Notice the past tense.
So *there was this guy...* and now there isn't but there's still Kosovo.
My career as a journalist had hit a point of stagnation, my dreams were as uninteresting asleep as they were awake. My beliefs in my industry's future were as dismal as the reality we read on the front page. The precision that had always clearly driven my decision making process in the past, well it was dull and unimaginative. I had no idea what I was doing anymore, in the most cliche of terms, I was *lost*.
Great journalists, my peers in the 35 and under category are increasingly burdened with more and more non-editorial tasks in the ever changing media market of faster deadlines, higher volume of output and less resources to work with. Keywords, publishing responsibilities and administrative hurdles monopolize large parts of our energy and time. The labyrinth of rules and regulatory red tape passed down by middle management squeeze every last ounce of sanity from their greatest assets - the foot soldiers of news - the field journalists.

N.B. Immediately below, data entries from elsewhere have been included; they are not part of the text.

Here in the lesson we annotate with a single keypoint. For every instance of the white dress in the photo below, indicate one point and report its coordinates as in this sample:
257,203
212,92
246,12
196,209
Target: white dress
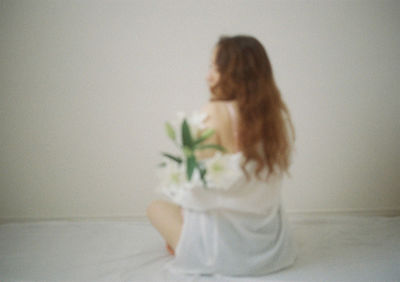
240,231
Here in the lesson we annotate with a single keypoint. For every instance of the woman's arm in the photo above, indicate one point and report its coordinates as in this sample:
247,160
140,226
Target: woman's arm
211,121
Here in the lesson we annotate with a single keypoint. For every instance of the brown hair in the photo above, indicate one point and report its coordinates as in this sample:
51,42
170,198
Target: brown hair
246,76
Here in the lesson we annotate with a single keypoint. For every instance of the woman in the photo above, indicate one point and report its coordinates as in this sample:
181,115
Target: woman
246,233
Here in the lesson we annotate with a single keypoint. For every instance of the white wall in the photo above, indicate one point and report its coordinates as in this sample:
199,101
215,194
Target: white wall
87,85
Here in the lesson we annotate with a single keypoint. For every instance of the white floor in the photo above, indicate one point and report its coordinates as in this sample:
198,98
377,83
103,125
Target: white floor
335,248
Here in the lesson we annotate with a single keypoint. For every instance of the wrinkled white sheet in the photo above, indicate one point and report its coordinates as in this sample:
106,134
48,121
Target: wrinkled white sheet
334,248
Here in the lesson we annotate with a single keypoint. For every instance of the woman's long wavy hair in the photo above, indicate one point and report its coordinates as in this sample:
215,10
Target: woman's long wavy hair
246,76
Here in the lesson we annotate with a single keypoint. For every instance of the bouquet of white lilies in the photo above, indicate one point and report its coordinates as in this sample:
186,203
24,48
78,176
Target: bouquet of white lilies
184,170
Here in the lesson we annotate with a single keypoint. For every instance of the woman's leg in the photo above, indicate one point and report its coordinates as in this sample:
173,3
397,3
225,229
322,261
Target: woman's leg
166,217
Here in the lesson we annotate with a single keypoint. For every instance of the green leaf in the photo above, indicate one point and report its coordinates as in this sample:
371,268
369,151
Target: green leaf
174,158
186,136
203,172
205,135
187,151
190,165
211,146
170,131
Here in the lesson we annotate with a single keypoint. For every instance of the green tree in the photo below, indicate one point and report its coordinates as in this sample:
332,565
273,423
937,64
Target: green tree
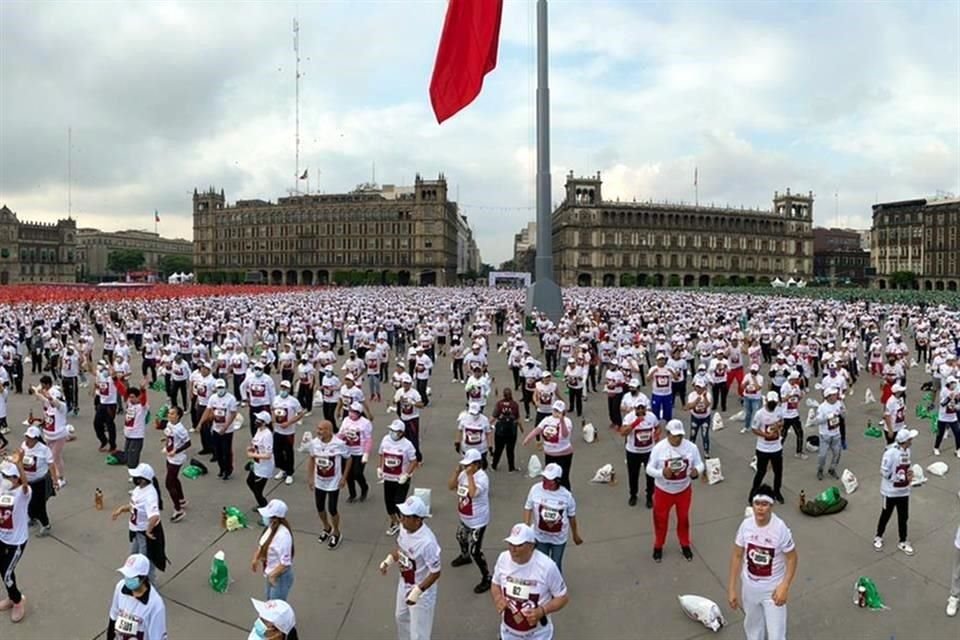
173,263
124,260
903,280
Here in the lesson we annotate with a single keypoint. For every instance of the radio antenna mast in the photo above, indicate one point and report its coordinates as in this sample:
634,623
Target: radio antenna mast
296,51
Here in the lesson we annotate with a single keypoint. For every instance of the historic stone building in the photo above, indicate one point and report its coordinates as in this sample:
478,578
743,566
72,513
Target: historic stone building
838,256
36,252
921,237
94,247
600,242
404,235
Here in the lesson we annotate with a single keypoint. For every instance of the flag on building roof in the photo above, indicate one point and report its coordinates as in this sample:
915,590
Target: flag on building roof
467,53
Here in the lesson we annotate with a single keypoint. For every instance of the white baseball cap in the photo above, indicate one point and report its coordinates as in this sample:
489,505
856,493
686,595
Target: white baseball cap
276,612
521,534
552,471
413,506
675,428
274,509
142,470
470,456
135,566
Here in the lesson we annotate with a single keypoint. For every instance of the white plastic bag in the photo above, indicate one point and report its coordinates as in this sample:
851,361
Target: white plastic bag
702,610
423,494
717,423
918,476
714,472
604,474
938,469
850,482
534,467
589,433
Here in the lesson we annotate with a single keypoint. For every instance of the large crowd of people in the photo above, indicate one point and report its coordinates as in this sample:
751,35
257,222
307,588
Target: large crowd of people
340,379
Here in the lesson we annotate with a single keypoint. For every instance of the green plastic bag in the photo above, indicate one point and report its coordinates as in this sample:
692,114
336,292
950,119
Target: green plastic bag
219,573
829,496
192,472
871,593
240,516
872,431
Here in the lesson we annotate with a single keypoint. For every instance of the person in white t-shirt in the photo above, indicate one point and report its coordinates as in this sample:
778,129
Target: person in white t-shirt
15,495
260,451
896,476
418,560
764,558
176,443
528,588
472,485
274,554
137,611
329,467
674,462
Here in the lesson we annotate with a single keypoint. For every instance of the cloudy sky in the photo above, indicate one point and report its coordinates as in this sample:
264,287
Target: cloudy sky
856,98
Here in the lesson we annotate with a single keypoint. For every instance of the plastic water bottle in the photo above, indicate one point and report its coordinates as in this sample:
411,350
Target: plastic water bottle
219,573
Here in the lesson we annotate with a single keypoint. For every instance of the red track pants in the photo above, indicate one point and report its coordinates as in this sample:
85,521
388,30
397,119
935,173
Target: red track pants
662,503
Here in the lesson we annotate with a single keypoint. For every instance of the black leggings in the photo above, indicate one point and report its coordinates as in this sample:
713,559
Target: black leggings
257,485
10,555
634,461
37,509
902,505
326,501
775,460
393,494
356,477
471,546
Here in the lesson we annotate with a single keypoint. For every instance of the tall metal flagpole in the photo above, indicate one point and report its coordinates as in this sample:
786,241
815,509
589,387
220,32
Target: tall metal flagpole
544,294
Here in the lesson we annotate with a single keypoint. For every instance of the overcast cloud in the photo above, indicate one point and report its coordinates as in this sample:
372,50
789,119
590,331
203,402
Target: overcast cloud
860,98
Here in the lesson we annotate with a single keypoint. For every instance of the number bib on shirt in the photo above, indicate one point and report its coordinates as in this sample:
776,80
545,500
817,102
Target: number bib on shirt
519,599
6,512
128,626
550,518
464,502
759,560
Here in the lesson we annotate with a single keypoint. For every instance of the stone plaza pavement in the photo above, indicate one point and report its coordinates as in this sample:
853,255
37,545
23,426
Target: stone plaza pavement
616,589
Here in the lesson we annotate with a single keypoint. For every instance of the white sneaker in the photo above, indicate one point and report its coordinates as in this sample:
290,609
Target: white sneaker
906,547
952,603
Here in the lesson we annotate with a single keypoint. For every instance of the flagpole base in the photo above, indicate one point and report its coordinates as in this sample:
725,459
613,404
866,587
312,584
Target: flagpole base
545,296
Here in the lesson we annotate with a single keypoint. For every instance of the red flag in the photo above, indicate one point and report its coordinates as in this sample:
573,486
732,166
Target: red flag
467,52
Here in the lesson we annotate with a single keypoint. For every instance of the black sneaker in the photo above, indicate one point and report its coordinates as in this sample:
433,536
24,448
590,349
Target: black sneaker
460,561
484,585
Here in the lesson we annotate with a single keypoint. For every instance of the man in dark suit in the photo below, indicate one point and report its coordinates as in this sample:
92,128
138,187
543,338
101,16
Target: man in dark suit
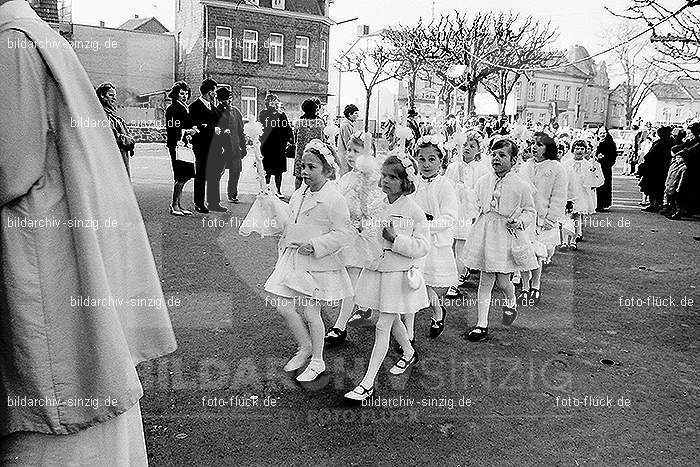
232,141
204,117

"NEVER touch anything with half your heart."
I had veered off my path and lost my calling. Sweet words and strong muscles seemed appealing and easy to give into, at a low point, I welcomed the romantic possibility of escape to only be led back harshly farther back from where I began. Although, eventually much further from lost than where I began.
Rejection was painful in Kosovo. It was horrible to experience that disappointment in a country filled with some of the kindest and most generous people I have ever met. Every day I experienced many genuine selfless acts made on my behalf to be grateful for, and for that I am so very appreciative. I was humbled by the unselfishness of strangers. Tempted to take my heart off my sleeve and put it back into its rib 'cage', Kosovo resuscitated my broken heart and hurt ego.

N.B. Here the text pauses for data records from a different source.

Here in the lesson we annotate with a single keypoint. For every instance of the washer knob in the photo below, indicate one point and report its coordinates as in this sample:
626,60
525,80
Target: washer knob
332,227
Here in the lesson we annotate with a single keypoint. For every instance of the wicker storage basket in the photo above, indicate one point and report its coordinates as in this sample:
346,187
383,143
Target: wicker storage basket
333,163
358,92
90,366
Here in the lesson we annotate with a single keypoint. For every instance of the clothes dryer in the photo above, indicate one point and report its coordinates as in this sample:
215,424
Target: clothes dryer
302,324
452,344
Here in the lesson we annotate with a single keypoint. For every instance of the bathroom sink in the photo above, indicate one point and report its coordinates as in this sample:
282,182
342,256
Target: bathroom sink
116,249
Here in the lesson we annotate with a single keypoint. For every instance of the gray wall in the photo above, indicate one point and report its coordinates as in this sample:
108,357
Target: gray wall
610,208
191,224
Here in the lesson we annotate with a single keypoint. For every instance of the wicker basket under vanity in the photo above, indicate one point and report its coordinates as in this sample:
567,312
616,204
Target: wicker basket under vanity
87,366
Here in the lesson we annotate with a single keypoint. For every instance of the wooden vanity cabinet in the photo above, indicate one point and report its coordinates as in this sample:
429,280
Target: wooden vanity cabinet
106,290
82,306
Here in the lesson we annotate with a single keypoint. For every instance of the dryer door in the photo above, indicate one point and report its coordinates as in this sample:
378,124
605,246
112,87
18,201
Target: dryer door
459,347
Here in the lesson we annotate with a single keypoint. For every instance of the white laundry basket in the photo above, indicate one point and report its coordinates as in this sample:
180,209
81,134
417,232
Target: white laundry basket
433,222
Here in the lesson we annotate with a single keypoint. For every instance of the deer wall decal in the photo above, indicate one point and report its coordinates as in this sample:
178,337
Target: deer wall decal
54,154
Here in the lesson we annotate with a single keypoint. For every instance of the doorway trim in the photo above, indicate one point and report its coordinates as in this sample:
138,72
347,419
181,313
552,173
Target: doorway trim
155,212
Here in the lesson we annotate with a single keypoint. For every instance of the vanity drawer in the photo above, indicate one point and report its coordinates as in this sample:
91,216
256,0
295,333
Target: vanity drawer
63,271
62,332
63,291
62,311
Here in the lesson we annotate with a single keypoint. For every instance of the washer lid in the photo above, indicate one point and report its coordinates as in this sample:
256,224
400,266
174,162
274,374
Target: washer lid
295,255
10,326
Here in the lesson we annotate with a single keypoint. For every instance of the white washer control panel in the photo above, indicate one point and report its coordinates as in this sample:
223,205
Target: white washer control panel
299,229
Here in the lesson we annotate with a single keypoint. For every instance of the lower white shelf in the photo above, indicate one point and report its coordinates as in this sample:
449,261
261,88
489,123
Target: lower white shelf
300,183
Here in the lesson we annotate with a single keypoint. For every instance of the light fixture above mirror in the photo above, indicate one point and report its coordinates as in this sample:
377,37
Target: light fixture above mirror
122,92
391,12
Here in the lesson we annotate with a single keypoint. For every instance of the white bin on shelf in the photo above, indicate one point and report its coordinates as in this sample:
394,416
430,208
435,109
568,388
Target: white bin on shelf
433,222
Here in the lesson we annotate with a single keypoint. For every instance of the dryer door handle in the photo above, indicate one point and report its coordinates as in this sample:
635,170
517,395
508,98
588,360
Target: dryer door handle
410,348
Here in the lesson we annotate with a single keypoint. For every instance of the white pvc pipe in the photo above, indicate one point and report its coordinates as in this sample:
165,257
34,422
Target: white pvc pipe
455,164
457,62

"Kosovo - the weak truce with optimism."
Estimates put nearly 70% of Kosovo's population under 30 making it one of the most youthful nations in Europe. Unemployment rates are astounding and this sovereign nation is NOT a welfare state. Its young citizens do not have freedom to travel and opportunities to study or practice English/French/German domestically are nearly non-existent.
I feel for this youthful generation. In a nation with ubiquitous wifi and shops calling Internet "a right", the internationally connected, social media savvy youth are digitally consuming global opportunity but in reality fall prey to their nation's ambiguous independence.
A cruel reality in post-conflict and disaster zones that have not created streams of revenue to support self-sufficiency in education, infrastructure and employment.
This 30ish generation have mounting loads of frustration but a weak truce with their optimism. However as the state fails to yield tangible results to pursue real opportunities the needs for real solution will become more important than the fear of punitive consequences in obtaining them.
Kosovo's apparent wealth in its capital and major metropolitan centres are a bubble illusion ready to pop and drop with a thud to the ground at any moment.
"Panem et Circenses"
Last year the International Olympic Committee accepted Kosovo as a member and at Rio 2016 the tiny nation of less than 2 million will very likely receive at least one gold medal. Over time the perceived meritocracy of sports and entertainment will provide ample parts distraction and discipline for those seeking the glory of gold or sponsorship.
Could athletes be a solution for Kosovo? With such an adolescent population the timing is tight, both as competitors and spectators.
Sports leads to nationalism, infrastructure, sponsorship and international recognition, it may be that nation building may be founded on the backs of athletics and wifi.